Contents
INTRODUCTION
In our planet of 7.4 billion humans, 285 million are visually impaired out of whom 39 million people are completely blind, i.e. have no vision at all, and 246 million have mild or severe visual impairment (WHO, 2011). It has been predicted that by the year 2020, these numbers will rise to 75 million blind and 200 million people with visual impairment [5]. As reading is of prime importance in the daily routine (text being present everywhere from newspapers, commercial products, sign-boards, digital screens etc.) of mankind, visually impaired people face a lot of difficulties. Our device assists the visually impaired by reading out the text to them. There have been numerous advances in this area to help visually impaired to read without much difficulties. The existing technologies use a similar approach as mentioned in this paper, but they have certain drawbacks. Firstly, the input images taken in previous works have no complex background, i.e. the test inputs are printed on a plain white sheet. It is easy to convert such images to text without pre-processing, but such an approach will not be useful in a real-time system [1][2][3]. Also, in methods that use segmentation of characters for recognition, the characters will be read out as individual letter and not a complete word. This gives an undesirable audio output to the user. For our project, we wanted the device to be able to detect the text from any complex background and read it efficiently. Inspired by the methodology used by Apps such as “CamScanner”, we assumed that in any complex background, the text will most likely be enclosed in a box eg billboards, screens etc. By being able to detect a region enclosing four points, we assume that this is the required region containing the text. This is done using warping and cropping. The new image obtained then undergoes edge detection and a boundary is then drawn over the letters. This gives it more definition. The image is then processed by the OCR and TTS to give audio ouput.
2. MOTIVATION
Our device is designed for people with mild or moderate visual impairment by providing the capability to listen to the text. It can also act as a learning aid for people suffering from dyslexia or other learning disabilities that involve difficulty in reading or interpreting words and letters. We wish to enable these people to be independent and self-reliant as they will no longer need assistance to understand printed text. Such people will always have access to information hence they will never feel at a disadvantage. The impact of the development and introduction of our system into the technological world will be a revolutionary boon to modern civilization.
3. PROBLEM STATEMENT
Visual impairment people uses braille system for witting and reading purposes. The visually impaired person feels the arrangement of the raised dots which conveys the information and are very difficult so keeping these things in mind we have designed our system in such a way that reading any book for blind people become easier. The braille system is very difficult and time consuming so if we can convert a text to audio then it would be very faster and easier.
4. OBJECTIVES
The objectives of our project are:
- To extract information (text) and convert them into digital form and then recite it accordingly.
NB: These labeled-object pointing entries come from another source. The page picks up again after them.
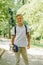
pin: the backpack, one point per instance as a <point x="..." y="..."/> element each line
<point x="25" y="28"/>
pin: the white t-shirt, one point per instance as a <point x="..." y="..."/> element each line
<point x="20" y="39"/>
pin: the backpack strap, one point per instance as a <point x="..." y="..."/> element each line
<point x="26" y="28"/>
<point x="15" y="30"/>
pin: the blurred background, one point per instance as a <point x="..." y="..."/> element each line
<point x="32" y="11"/>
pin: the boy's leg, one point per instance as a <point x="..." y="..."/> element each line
<point x="24" y="55"/>
<point x="17" y="55"/>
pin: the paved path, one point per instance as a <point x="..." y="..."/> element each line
<point x="35" y="55"/>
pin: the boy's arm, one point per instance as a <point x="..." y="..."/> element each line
<point x="28" y="39"/>
<point x="12" y="39"/>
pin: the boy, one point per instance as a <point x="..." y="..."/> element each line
<point x="20" y="39"/>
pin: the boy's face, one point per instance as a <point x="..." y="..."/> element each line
<point x="19" y="19"/>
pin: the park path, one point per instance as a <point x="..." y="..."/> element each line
<point x="35" y="55"/>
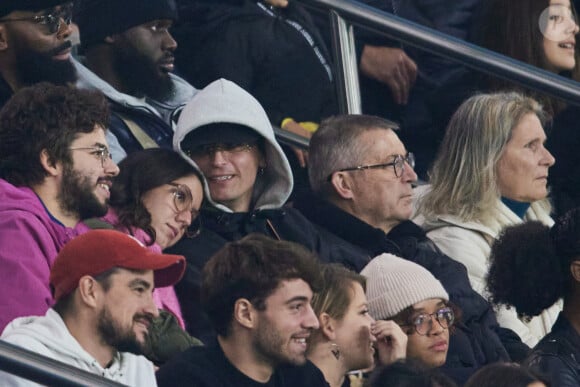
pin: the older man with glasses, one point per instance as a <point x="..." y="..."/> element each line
<point x="363" y="177"/>
<point x="35" y="44"/>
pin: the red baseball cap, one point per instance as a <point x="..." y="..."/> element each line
<point x="97" y="251"/>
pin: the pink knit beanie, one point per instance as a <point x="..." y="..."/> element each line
<point x="394" y="284"/>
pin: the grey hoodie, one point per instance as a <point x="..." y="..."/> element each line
<point x="49" y="336"/>
<point x="224" y="101"/>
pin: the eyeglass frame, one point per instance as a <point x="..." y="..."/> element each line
<point x="436" y="314"/>
<point x="100" y="151"/>
<point x="219" y="147"/>
<point x="195" y="214"/>
<point x="409" y="158"/>
<point x="49" y="19"/>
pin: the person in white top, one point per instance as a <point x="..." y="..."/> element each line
<point x="103" y="283"/>
<point x="491" y="172"/>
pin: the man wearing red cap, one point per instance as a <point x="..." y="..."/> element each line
<point x="34" y="44"/>
<point x="103" y="283"/>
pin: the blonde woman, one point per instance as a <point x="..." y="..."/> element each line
<point x="491" y="172"/>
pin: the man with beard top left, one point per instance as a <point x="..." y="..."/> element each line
<point x="127" y="53"/>
<point x="55" y="170"/>
<point x="103" y="285"/>
<point x="34" y="44"/>
<point x="257" y="292"/>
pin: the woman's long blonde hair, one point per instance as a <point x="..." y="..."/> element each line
<point x="463" y="177"/>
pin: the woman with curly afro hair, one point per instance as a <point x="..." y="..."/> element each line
<point x="532" y="267"/>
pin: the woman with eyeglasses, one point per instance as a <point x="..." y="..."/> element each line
<point x="348" y="338"/>
<point x="156" y="198"/>
<point x="408" y="294"/>
<point x="532" y="267"/>
<point x="248" y="181"/>
<point x="490" y="173"/>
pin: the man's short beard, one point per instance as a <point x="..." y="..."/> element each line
<point x="140" y="75"/>
<point x="115" y="336"/>
<point x="77" y="195"/>
<point x="34" y="67"/>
- To be as effective medium for communication.
5. LITERATURE REVIEW
Visual impairment or vision loss is defined as the decreased ability to see clearly and cannot be fixed using glasses. Blindness is the term used for complete vision loss. The common causes of vision loss are uncorrected refractive errors, cataracts and glaucoma. People with visual impairment face a number of difficulties in normal daily activities like walking, driving and reading.[6]
Braille
Braille is writing and reading system used people who have visual impairment. Braille language is written on embossed paper. The braille characters are small rectangular blocks called cells that contain bumps called raised dots. The visually impaired person feels the arrangement of the raised dots which conveys the information. [7]
Although braille readers, keyboards and monitors exist, they are not accessible to the rural communities and braille material is not easily and abundantly available. [8]
Raspberry pi
The raspberry Pi is a small, low cost CPU which can be used with a monitor, keyboard and mouse to become an efficient, full-fledged computer [9]. The reason we chose Raspberry Pi micro-computer for our project is that, firstly, it is an easily available, low-cost device. RPi uses software which are either free or open source, which also makes it cost-effective. The Raspberry Pi uses an SD card for storage and its small size also gives us the advantages of portability.[10]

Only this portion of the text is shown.